HTMLParsing - CocoaDev

Hi all,

I am now an experienced Cocoa programmer, but one thing has been bugging me for a quite a while now. I moved from VB and VC++, and there was a function which allowed me to call in a file and read through line by line and do something with these lines (usually save into an array). I was wondering, is there any equivalent for Cocoa? I really need it for parsing an HTML file.

If anyone has any better ideas for parsing the file, feel free to enlighten me as I am all ears.

Thanks for you time.

I’ve been programming in Cocoa for about two years (C for about 5), but I’m not much of an HTML expert. Objective C isn’t the easiest language to parse text. “sed” and “awk” are great command line text tools if you know them. If you know Perl, I’ve heard that people have built Cocoa objects that wrap it.
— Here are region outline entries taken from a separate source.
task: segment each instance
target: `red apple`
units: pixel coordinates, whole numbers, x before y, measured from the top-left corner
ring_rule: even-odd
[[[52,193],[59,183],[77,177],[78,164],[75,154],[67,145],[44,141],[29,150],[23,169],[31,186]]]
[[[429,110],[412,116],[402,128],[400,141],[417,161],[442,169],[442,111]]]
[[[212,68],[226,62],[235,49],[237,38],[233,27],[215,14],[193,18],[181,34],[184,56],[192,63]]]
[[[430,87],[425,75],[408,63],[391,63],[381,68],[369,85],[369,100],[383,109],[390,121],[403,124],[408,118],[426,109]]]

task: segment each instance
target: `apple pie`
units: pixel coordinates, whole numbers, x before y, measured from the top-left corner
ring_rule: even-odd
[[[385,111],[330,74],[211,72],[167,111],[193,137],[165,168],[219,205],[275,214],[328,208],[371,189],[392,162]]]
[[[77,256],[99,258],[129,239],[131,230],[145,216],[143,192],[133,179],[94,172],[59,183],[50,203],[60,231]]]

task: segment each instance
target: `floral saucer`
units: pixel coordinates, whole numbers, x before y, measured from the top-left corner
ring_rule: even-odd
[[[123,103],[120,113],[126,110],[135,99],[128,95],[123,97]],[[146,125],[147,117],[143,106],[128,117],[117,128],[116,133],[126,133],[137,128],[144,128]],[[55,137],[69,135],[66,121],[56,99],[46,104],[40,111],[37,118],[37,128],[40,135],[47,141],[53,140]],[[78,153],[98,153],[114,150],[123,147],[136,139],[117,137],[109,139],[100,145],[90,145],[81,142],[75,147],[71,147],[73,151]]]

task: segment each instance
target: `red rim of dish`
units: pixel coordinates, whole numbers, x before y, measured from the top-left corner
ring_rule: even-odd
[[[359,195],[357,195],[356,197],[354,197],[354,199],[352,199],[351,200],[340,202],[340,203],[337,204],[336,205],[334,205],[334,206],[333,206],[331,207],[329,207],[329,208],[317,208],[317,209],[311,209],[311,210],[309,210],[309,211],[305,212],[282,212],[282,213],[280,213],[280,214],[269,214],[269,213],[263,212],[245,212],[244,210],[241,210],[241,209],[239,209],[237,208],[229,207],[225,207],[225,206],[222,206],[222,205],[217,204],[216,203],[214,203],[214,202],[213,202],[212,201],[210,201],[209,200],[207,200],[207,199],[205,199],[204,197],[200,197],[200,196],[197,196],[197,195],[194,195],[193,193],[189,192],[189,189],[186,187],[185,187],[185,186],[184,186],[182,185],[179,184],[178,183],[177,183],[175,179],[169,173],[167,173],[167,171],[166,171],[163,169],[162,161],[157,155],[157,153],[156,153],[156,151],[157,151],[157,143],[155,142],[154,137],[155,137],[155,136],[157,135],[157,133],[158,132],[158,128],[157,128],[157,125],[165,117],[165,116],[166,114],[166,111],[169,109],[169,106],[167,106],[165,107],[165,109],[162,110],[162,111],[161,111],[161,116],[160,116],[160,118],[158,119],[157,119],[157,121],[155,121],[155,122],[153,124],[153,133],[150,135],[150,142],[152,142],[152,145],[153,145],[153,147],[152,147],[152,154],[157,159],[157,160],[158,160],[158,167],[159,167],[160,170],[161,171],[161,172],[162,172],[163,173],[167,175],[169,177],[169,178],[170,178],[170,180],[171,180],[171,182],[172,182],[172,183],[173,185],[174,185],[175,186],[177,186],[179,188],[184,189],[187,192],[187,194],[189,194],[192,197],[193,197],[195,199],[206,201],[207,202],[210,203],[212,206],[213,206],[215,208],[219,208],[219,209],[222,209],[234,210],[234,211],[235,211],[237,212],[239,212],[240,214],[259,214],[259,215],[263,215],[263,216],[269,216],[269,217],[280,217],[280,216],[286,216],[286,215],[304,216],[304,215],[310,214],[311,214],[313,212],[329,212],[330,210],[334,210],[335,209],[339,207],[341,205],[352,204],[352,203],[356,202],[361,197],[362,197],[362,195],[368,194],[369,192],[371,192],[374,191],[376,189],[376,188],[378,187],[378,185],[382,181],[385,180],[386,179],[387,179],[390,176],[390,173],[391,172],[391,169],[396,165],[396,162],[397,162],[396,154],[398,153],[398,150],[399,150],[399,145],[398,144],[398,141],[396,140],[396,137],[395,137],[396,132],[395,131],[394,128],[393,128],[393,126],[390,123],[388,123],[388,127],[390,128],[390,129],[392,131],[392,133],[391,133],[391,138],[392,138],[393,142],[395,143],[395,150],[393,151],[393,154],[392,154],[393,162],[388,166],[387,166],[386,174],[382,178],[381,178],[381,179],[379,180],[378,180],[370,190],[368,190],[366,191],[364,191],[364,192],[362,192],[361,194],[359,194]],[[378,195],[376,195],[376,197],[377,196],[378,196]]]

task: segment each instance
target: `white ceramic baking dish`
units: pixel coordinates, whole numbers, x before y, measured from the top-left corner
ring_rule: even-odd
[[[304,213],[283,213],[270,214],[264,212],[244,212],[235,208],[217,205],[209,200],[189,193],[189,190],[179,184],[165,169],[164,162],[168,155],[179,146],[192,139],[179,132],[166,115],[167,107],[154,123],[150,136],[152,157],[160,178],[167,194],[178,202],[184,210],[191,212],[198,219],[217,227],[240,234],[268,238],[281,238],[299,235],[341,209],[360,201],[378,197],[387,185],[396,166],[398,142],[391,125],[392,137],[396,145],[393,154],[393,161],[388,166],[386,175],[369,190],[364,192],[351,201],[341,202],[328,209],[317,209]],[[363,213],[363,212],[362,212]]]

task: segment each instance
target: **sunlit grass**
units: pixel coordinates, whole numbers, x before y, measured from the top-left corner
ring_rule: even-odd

There are a bunch of really knowledgable Cocoa programmers that frequent this site (I’m not one of them), so you have a good chance of getting some useful info.
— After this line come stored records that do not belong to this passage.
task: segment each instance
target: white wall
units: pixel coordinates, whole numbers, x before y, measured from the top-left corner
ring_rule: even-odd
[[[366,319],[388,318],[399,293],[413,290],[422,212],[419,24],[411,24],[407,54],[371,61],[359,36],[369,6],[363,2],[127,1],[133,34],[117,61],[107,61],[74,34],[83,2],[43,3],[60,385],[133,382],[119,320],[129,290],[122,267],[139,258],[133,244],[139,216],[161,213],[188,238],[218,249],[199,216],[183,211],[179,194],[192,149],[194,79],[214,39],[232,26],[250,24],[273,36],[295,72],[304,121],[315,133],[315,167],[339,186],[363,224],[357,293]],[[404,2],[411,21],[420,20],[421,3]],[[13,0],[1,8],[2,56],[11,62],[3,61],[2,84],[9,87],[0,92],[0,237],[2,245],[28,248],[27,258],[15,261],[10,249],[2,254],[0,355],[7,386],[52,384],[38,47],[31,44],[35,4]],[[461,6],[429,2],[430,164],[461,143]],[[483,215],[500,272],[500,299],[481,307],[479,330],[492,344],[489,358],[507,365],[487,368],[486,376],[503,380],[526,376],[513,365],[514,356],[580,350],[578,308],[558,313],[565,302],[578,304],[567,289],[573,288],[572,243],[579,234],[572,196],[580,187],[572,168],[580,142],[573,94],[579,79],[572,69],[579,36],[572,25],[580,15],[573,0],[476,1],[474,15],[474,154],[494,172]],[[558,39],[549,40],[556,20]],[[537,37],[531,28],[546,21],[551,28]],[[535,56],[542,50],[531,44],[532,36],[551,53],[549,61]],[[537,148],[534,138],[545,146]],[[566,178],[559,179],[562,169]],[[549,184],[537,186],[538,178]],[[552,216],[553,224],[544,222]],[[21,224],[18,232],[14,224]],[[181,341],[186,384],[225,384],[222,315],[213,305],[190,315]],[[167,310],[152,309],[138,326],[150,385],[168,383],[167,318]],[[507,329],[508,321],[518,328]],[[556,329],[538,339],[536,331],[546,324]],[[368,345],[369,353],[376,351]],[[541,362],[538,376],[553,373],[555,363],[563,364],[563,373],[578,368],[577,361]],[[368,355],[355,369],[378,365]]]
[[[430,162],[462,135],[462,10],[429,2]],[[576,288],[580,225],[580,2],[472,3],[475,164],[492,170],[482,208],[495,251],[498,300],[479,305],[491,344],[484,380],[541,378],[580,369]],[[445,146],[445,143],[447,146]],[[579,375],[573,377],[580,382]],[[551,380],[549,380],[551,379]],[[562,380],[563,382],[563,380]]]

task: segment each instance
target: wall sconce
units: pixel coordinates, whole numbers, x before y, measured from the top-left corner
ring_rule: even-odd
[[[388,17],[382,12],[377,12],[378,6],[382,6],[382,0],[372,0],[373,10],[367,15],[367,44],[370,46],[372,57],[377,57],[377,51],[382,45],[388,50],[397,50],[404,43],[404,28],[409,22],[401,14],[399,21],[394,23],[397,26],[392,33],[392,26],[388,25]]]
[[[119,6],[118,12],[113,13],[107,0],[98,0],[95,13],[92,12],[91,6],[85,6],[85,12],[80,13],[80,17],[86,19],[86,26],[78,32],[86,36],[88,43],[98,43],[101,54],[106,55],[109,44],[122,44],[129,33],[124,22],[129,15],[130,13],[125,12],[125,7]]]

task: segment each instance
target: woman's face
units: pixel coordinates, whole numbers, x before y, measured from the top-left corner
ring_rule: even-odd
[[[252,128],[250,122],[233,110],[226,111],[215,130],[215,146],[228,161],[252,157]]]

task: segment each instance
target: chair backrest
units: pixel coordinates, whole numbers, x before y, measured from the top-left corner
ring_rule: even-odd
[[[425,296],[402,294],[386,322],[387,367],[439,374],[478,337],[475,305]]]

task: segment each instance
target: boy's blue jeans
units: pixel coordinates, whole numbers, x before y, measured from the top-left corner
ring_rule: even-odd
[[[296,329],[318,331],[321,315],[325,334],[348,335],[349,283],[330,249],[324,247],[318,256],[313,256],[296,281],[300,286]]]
If you have to parse text with Objective C here are some useful things I’ve come across.

NSString *html=[NSString stringWithContentsOfFile:file];
NSArray *lines=[html componentsSeparatedByString:@”\n”];
always use NSEnumerators when searching every line. objEnum=[lines objectEnumerator]]; while (obj=[objEnum nextObject) {};
RegularExpressions - http://www.lorax.com/FreeStuff/MOKit.html
look closely at the documentation for NSString and NSMutableString. These two classes have about every low level text edit function you would need to build your own object to parse HTML.

–zootbobbalu

Thanks for that tip. After alot of mucking around, it now works like a charm (I had to add code). Again, thanks. :-)
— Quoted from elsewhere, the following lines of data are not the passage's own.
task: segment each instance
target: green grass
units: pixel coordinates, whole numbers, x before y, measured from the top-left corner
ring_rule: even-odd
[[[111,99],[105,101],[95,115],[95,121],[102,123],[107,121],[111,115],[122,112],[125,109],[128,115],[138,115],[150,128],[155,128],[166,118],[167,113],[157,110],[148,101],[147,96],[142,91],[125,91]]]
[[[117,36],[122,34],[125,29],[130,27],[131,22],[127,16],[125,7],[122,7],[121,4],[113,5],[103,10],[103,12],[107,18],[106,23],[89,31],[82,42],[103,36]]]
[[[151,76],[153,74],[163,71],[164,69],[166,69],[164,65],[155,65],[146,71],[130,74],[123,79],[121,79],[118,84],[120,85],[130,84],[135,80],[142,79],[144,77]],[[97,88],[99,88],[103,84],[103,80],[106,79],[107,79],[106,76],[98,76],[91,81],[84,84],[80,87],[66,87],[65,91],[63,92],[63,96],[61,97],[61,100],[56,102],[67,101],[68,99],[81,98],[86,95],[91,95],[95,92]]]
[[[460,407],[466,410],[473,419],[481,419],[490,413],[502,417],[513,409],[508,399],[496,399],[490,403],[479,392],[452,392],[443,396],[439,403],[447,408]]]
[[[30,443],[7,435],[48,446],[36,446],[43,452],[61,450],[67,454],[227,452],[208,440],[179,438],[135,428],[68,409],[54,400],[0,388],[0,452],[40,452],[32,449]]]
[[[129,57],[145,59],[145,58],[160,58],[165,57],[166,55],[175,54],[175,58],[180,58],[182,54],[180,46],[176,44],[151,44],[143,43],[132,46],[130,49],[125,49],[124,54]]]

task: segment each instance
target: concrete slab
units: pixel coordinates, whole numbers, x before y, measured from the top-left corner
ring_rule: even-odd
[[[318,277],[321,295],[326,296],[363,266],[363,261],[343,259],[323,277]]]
Could anyone post some source code? I’m trying to figure out how to work around the HTML tags. Thanks.

Take a look at the boost spirit libararies. I use them for my parsing and they work great. They’re C++ libararies and they allow you to inline EBNF grammar descriptions straight into your C++ code and then assembles the parser at compile time (dynamic options also available). You can just use Objective-C++ and have these libararies do the grunt work of parsing. They work just as well as lex and yacc just save you the time of compiling seperate programs and so forth. Here’s a link: http://www.boost.org/libs/spirit/index.html

Code might look something like this:

void handletag(const char * first, const char * last) { std::string str(first,last); std::cout « “This is what’s inside the tag: “ « str; }

rule<> html_tag= ch_p(‘<’) « (*anychar_p)[&handletag] « ch_p(‘>’);

parse(“",html_tag,space_p);

FranciscoTolmasky

I read the HTML I wanted to parse into an NSString, then used AGRegex to split the input into chunks - tag-oriented rather than line-oriented. (Don’t assume an HTML file is neatly split into lines.) The RE I used was @”[<>] [<>]”. This gave me an NSArray in which element was one of (a) an opening tag, possibly with attributes; (b) element content (i.e. CDATA); or (c) a closing tag.

RickInnis

I’m surprised nobody has mentioned NSScanner yet. It lets you walk over the characters in an array until you hit a particular string, or a character out of an NSCharacterSet, and lots more.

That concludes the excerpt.